Bonito duelo (sobre mediación)

Rocio Sampere Meneses

Mediadora

 

Duelo se define como una reacción emocional cuando un vínculo afectivo se rompe

Duelo se define también  como un combate que enfrenta a dos personas que se desafiaban, se asociaba a términos de honor y venganza, en el S XI existían los “duelos judiciales” que permitían recurrir a la fuerza (el el valor) para dar veracidad a los alegatos.

https://www.boe.es/biblioteca_juridica/anuarios_derecho/abrir_pdf.php?id=ANU-H-2020-10011700139_ANUARIO_DE_HISTORIA_DEL_DERECHO_ESPA%C3%91OL_La_excepcionalidad_del_duelo_judicial._Apuntes_sobre_su_pr%C3%A1ctica_en_los_fueros_locales_de_Castilla-Le%C3%B3n_(ss._XI-XIII)

Bonito,  él lo que tiene belleza, lo que es agradable.

La letra de la canción de Jarabe de Palo nos  dice:

Bonita la gente cuando hay calidad
Bonita la gente que no se arrepiente
Que gana y que pierde, que habla y no miente
Bonita la gente, por eso yo digo
Bonito todo me parece, bonito…”

 

 

Hay palabras feas y palabras bonitas. Ya sabéis, esas que le elevan o te hunden.

Y llegó alguien, allá en Grecia, y a la combinación de palabras bonitas y feas la llamó ὀξύμωρον, “oxímoron”, y dicen que combinándolas se les da un sentido nuevo. Sófocles en el siglo V A.C. nos daba un ejemplo “inocente culpabilidad”  que a mí me evoca el cambio climático, el futuro de nuestros hijos y nuestra pasividad.

 Repasemos otras: “tensa calma” “fiebre de frio” “hielo abrasador” “instante eterno” “paz armada” …

Si escuchamos estos ejemplos en un momento de sosiego, seguro que no nos pasan desapercibidos, nos harán sentir, porque por nuestras vidas alguno ha pasado o porque nos sugieren emociones,  de las que los humanos tenemos relacionadas con el lenguaje.

Hay estudios científicos que dicen que el cerebro se estimula cuando nos dicen un “oxímoron” https://www.sciencedirect.com/science/article/abs/pii/S1053811911012894?via%3Dihub, y que cuando se escuchaba a los 500 milisegundos se provocaba una intensa actividad cerebral, más que si se escuchan frases incorrectas, neutras o pleonasmos.

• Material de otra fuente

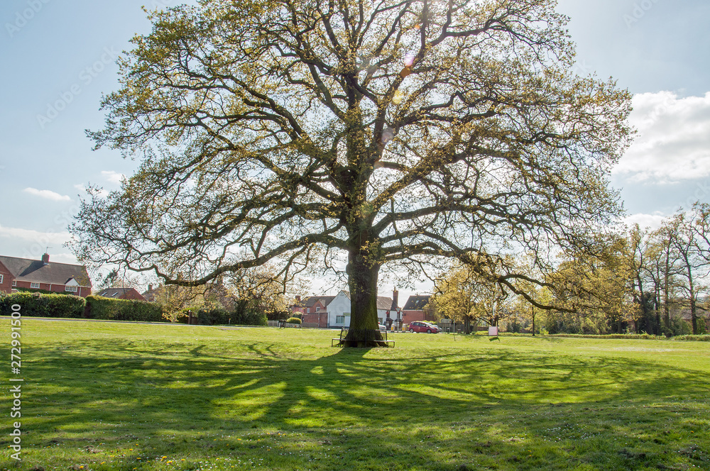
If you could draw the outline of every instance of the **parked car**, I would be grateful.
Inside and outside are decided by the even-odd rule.
[[[441,329],[437,326],[430,324],[428,322],[417,321],[409,324],[410,332],[426,332],[427,333],[439,333]]]

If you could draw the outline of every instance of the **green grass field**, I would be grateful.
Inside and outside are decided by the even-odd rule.
[[[5,391],[10,321],[2,328]],[[710,343],[22,320],[21,419],[49,470],[710,469]]]

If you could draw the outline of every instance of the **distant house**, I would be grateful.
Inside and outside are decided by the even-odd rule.
[[[409,297],[402,308],[402,318],[407,323],[417,321],[435,321],[434,309],[428,306],[430,294],[415,294]]]
[[[380,323],[384,323],[390,314],[396,320],[397,292],[392,298],[377,297],[377,317]],[[336,296],[311,296],[302,301],[296,298],[296,304],[291,306],[291,311],[302,315],[303,326],[321,328],[349,327],[350,326],[350,297],[344,291]]]
[[[86,267],[49,261],[49,254],[33,260],[0,255],[0,292],[13,289],[43,289],[86,297],[91,294],[91,279]]]
[[[146,301],[146,298],[141,293],[138,292],[135,288],[106,288],[106,289],[102,289],[98,295],[104,298],[114,298],[114,299]]]

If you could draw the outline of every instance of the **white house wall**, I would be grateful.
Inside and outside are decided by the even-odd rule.
[[[350,314],[350,299],[345,294],[345,292],[340,292],[338,295],[333,298],[326,308],[328,310],[328,325],[331,327],[349,327],[350,316],[345,318],[344,323],[338,323],[336,319],[338,316],[344,316],[346,313]]]

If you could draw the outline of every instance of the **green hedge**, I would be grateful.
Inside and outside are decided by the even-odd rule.
[[[87,317],[92,319],[170,322],[163,317],[163,309],[160,304],[147,301],[88,296],[87,305]]]
[[[13,293],[0,297],[0,311],[9,316],[11,306],[19,304],[20,312],[29,317],[84,317],[87,301],[82,297],[71,294],[40,294],[38,293]]]
[[[178,322],[187,323],[190,309],[178,316]],[[192,323],[199,326],[234,324],[235,326],[266,326],[266,314],[259,312],[229,312],[222,309],[200,309],[192,312]]]

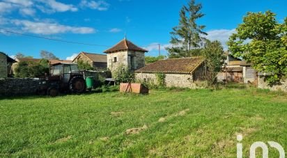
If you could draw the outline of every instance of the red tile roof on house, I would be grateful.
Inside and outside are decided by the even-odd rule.
[[[56,60],[56,59],[50,59],[49,60],[50,64],[55,64],[55,63],[71,63],[71,61],[67,60]]]
[[[7,57],[7,62],[9,62],[9,63],[16,63],[17,62],[15,60],[14,60],[11,57],[8,56],[5,53],[0,52],[0,54],[3,54],[4,56],[6,56]]]
[[[26,61],[26,62],[38,62],[41,59],[39,58],[16,58],[17,62]]]
[[[201,65],[203,61],[204,58],[201,56],[160,60],[139,69],[135,72],[191,74]]]
[[[113,53],[115,52],[119,51],[125,51],[125,50],[132,50],[132,51],[139,51],[143,52],[148,52],[148,51],[137,46],[132,42],[127,40],[127,39],[123,39],[121,40],[118,44],[112,47],[111,48],[105,50],[104,53]]]
[[[79,55],[83,54],[88,57],[91,61],[95,63],[107,63],[107,55],[104,54],[93,54],[93,53],[87,53],[87,52],[81,52],[73,60],[76,60]]]
[[[20,62],[20,61],[39,62],[40,60],[41,60],[40,58],[19,58],[16,59],[16,61],[17,61],[18,62]],[[67,60],[49,59],[48,61],[49,61],[49,64],[72,63],[71,61],[67,61]]]

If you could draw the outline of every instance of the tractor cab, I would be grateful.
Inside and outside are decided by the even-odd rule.
[[[49,84],[47,93],[50,95],[57,94],[56,90],[77,93],[86,91],[86,81],[77,63],[59,63],[51,65],[47,81]]]

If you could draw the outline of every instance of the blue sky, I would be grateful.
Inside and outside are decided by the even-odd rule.
[[[127,38],[158,54],[169,46],[169,32],[178,23],[178,13],[187,0],[1,0],[0,28],[18,33],[62,40],[112,46]],[[228,36],[242,22],[247,12],[270,10],[283,22],[287,17],[287,1],[198,0],[205,16],[199,21],[206,26],[210,40],[225,46]],[[9,56],[22,52],[39,58],[41,50],[53,52],[61,59],[79,52],[102,54],[108,47],[54,42],[0,31],[0,52]],[[69,58],[70,57],[70,58]]]

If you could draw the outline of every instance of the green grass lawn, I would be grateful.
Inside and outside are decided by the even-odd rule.
[[[0,157],[235,157],[238,134],[245,156],[287,152],[286,113],[286,95],[253,88],[2,98]]]

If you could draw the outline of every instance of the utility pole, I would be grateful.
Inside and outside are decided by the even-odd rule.
[[[160,56],[160,44],[158,44],[158,56]]]

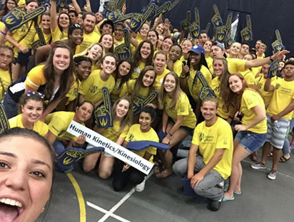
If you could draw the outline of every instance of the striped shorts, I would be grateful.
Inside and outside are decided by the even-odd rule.
[[[273,122],[270,115],[266,115],[266,117],[268,118],[266,142],[269,142],[273,147],[277,149],[282,149],[290,125],[290,120],[280,118],[278,122]]]

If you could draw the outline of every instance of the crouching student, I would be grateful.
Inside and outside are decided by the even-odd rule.
[[[85,136],[76,137],[66,132],[72,120],[83,125],[92,117],[94,110],[93,103],[83,101],[76,107],[76,112],[56,112],[49,114],[45,120],[49,130],[46,139],[53,145],[57,155],[60,155],[66,147],[80,147],[86,142]],[[72,169],[72,166],[71,167]]]
[[[201,111],[205,121],[195,129],[188,157],[177,161],[173,170],[180,176],[191,179],[194,191],[208,198],[208,208],[216,211],[223,197],[223,190],[216,185],[230,175],[233,133],[230,125],[216,115],[216,99],[204,99]],[[200,155],[196,156],[198,150]]]
[[[159,142],[157,133],[151,127],[151,123],[156,116],[156,112],[151,107],[143,107],[139,114],[139,123],[133,125],[126,137],[123,147],[130,141],[149,140]],[[150,147],[141,151],[133,151],[137,155],[153,162],[153,155],[156,154],[156,148]],[[136,191],[143,191],[145,188],[145,174],[138,169],[121,161],[115,166],[114,178],[112,182],[113,190],[119,191],[128,183],[136,185]]]

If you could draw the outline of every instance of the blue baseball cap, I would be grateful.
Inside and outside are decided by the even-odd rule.
[[[203,53],[203,55],[206,54],[206,51],[204,48],[200,45],[196,45],[193,46],[192,48],[188,53],[190,53],[190,52],[193,52],[196,54],[200,54],[200,53]]]

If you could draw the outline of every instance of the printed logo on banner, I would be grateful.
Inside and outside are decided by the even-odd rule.
[[[146,174],[149,174],[152,169],[153,164],[148,160],[76,122],[71,121],[67,132],[76,137],[83,134],[86,141],[89,144],[95,147],[102,147],[105,149],[105,152],[123,162],[127,162]],[[66,160],[66,162],[67,162]]]
[[[34,11],[26,13],[24,10],[15,7],[2,18],[2,21],[10,31],[13,31],[45,11],[45,6],[39,6]]]

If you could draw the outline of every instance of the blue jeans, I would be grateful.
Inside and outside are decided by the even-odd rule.
[[[54,148],[55,152],[59,156],[66,149],[63,143],[59,140],[55,140],[54,143],[53,144],[53,147]],[[65,166],[61,164],[58,159],[56,162],[56,170],[59,172],[64,172],[67,171],[70,171],[74,169],[73,165],[70,166]]]
[[[188,174],[188,158],[181,159],[177,161],[173,166],[173,171],[181,177],[187,176]],[[203,158],[198,155],[196,157],[196,164],[194,167],[194,172],[197,173],[206,166]],[[223,196],[223,190],[216,186],[223,181],[224,179],[216,170],[211,170],[203,179],[200,181],[196,188],[193,188],[195,193],[198,195],[210,199],[213,201],[218,201]]]
[[[6,115],[7,119],[14,117],[18,115],[17,103],[11,99],[11,97],[7,92],[4,95],[4,101],[3,102],[3,105],[4,105],[4,111],[5,114]]]
[[[294,127],[294,119],[292,119],[291,121],[290,122],[290,126],[289,126],[289,132],[290,132]],[[290,147],[290,142],[287,138],[288,137],[285,137],[285,141],[284,141],[284,145],[283,146],[283,155],[287,155],[289,154],[291,152],[291,147]]]

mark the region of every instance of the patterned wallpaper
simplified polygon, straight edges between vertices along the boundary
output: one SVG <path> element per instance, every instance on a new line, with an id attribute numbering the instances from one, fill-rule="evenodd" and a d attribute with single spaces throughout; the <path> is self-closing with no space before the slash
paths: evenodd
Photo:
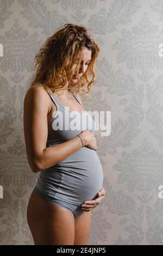
<path id="1" fill-rule="evenodd" d="M 26 156 L 23 100 L 35 54 L 65 23 L 99 44 L 84 105 L 111 113 L 110 135 L 96 138 L 106 193 L 88 244 L 163 245 L 162 17 L 161 0 L 0 0 L 1 245 L 34 244 L 26 210 L 38 174 Z"/>

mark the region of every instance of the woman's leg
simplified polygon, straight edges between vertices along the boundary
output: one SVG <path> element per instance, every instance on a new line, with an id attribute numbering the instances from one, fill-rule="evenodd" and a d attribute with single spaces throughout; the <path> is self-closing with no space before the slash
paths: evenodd
<path id="1" fill-rule="evenodd" d="M 87 245 L 91 224 L 91 211 L 84 212 L 75 221 L 74 245 Z"/>
<path id="2" fill-rule="evenodd" d="M 74 244 L 74 218 L 70 210 L 51 204 L 33 191 L 27 217 L 35 245 Z"/>

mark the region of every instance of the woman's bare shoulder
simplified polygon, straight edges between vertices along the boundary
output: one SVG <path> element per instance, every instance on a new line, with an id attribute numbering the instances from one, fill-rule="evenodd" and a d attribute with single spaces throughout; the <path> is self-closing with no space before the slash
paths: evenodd
<path id="1" fill-rule="evenodd" d="M 45 107 L 48 107 L 49 111 L 51 108 L 51 101 L 48 92 L 39 84 L 34 87 L 29 88 L 26 92 L 24 100 L 24 106 L 26 104 L 44 105 Z"/>

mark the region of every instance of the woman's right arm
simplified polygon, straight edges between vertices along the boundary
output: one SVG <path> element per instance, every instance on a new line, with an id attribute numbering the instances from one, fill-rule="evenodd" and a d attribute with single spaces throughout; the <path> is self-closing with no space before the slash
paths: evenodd
<path id="1" fill-rule="evenodd" d="M 49 111 L 49 95 L 45 90 L 40 87 L 30 88 L 24 100 L 23 125 L 28 161 L 34 173 L 63 161 L 83 146 L 80 138 L 76 136 L 60 144 L 46 148 Z M 88 144 L 86 137 L 92 138 L 92 141 L 95 139 L 93 135 L 86 135 L 85 139 L 83 136 L 84 145 Z M 94 141 L 93 143 L 95 145 Z"/>

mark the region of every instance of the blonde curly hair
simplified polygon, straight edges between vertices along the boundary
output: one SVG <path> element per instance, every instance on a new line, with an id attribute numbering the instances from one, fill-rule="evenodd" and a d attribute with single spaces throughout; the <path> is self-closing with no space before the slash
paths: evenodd
<path id="1" fill-rule="evenodd" d="M 83 47 L 91 50 L 91 60 L 86 71 L 74 85 L 68 81 L 67 72 L 72 77 L 74 74 L 78 74 Z M 65 24 L 46 40 L 35 56 L 35 72 L 29 87 L 40 85 L 48 92 L 54 93 L 64 90 L 68 84 L 68 89 L 79 92 L 80 96 L 92 92 L 91 84 L 96 80 L 94 65 L 99 52 L 99 45 L 91 38 L 84 27 Z"/>

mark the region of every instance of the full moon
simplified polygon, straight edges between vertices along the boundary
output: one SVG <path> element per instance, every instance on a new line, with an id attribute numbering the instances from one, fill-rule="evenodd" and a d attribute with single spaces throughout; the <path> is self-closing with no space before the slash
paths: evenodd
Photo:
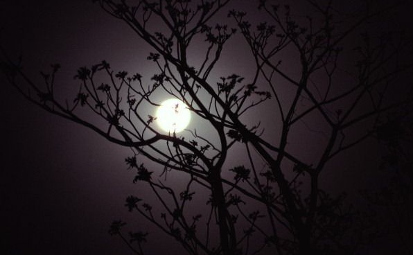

Es el poder de la palabra; que seduce, convence, aleja…

En mediación provocamos la palabra, y “un bonito duelo”. ¿duelo? Sí, porque no, es lo que definimos como “empatía más asertividad” te escucho y me escucho, te entiendo y me entiendo, he de decir lo que pienso, me debes escuchar, yo te escucho también.

Y el mediador, provoca este cruce de ideas, de palabras, de sentimientos, de información, con la habilidad adecuada para que la hostilidad de paso a la información.  Nos alejamos de la “pasividad” para lograr efectividad, nos alejamos de la “agresividad” para lograr información.

Evidentemente ese “bonito duelo” puede generar “ansiedad”. Para ello debemos prepararnos y conocer bien nuestros objetivos.

No se trata de hacer daño, se trata de dejar a un lado lo que no nos deja avanzar y así conseguir lo que necesitamos.  Así que nuestro “bonito duelo” debe ser dedicado a conseguir objetivos.

No se trata de rememorar el pasado para juzgar lo que hizo el otro, no nos sentamos con un rival, no queremos humillar, nos acercamos para ver salidas. Intentamos comunicar que puede hacer uno y otro para resolver el conflicto.

Se trata de buscar oportunidades, seguro que las hay, y con una palabra bien dicha, en su momento, se puede conseguir.

 

“Antes de hablar, escucha. Recuerda, antes de reaccionar, piensa. Ten en cuenta: antes de criticar, espera. Antes de renunciar, intenta”.